Página 214Foi interessante observar como que durante a pesquisa, as percepções que eu própria tinha em relação às mulheres, ganharam novos contornos e nuances. A pesquisa foi realizada com as ceramistas Karajá das aldeias de Santa Isabel do Morro, localizada na Ilha do Bananal (TO) e Buridina, na cidade de Aruanã (GO). A pesquisa com povos indígenas envolve todo um processo que inclui a submissão do projeto de pesquisa ao Comitê de Ética em Pesquisa da UFG (CEP), à Comissão Nacional de Ética em Pesquisa (CONEP) e, em caso de entrada em terra indígena, é necessário encaminhar um pedido de ingresso que deve ser dirigido à Fundação Nacional do Índio (FUNAI). Como não dispunha de muito tempo para a realização da pesquisa, minha orientadora Rosani Moreira Leitão e eu, optamos por realizar uma espécie de etnografia itinerante, acompanhando o trânsito das ceramistas fora da aldeia, em ocasiões em que se dirigiam a outras localidades para venda de seu artesanato, bem como em ocasiões em que foram convidadas para realizar oficinas, ou mesmo em momentos em que se deslocavam para outras regiões em busca de matéria-prima para a confecção das ritxoko e outros artesanatos. Assim, o projeto foi submetido e aprovado pelo Comitê de Ética em Pesquisa, porém, optei por realizar o trabalho com as ceramistas, fora do território das aldeias.
Além de uma etnografia itinerante, também procurei realizar uma análise da documentação que resultou no processo de registro das bonecas de cerâmica como patrimônio brasileiro, no caso, o dossiê descritivo dos modos de fazer ritxoko, o vídeo-documentário Ritxoko, além de relatórios, cartas, ofícios e demais documentos produzidos pelo Museu Antropológico, Iphan e demais instituições envolvidas.

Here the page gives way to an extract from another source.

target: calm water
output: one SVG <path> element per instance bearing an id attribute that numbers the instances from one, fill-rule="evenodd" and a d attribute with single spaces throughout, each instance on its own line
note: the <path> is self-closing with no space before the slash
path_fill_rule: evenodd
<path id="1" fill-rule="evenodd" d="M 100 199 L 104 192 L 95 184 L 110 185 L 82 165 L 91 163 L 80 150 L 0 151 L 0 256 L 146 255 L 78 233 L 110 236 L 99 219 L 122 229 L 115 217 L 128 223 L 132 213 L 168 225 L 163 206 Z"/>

A opção por dialogar com as ceramistas de Santa Isabel do Morro e de Buridina se deu justamente por terem sido elas as protagonistas no processo de registro das bonecas de cerâmica e, especialmente, por se tratar de ceramistas residentes em aldeias onde o fazer da boneca é transmitido de geração a geração desde tempos imemoriáveis.
A pesquisa foi realizada durante o período de dois anos, contando com o apoio da Coordenação de Aperfeiçoamento de Pessoal de Nível Superior (Capes), Fundação de Amparo à Pesquisa do Estado de Goiás (Fapeg) e o apoio Institucional do Museu Antropológico. Neste período, realizei viagens a São Félix do Araguaia (MT), cidade onde as ceramistas de Santa Isabel do Morro se dirigem na época de visitação dos turistas para a venda de artesanato. Também foram realizadas viagens para Aruanã, também com a finalidade de acompanhar as ceramistas na venda de suas bonecas, e, assim, me aproximar da questão norteadora de minha pesquisa: compreensão/percepção das mulheres Karajá, em relação ao registro de suas bonecas como patrimônio cultural.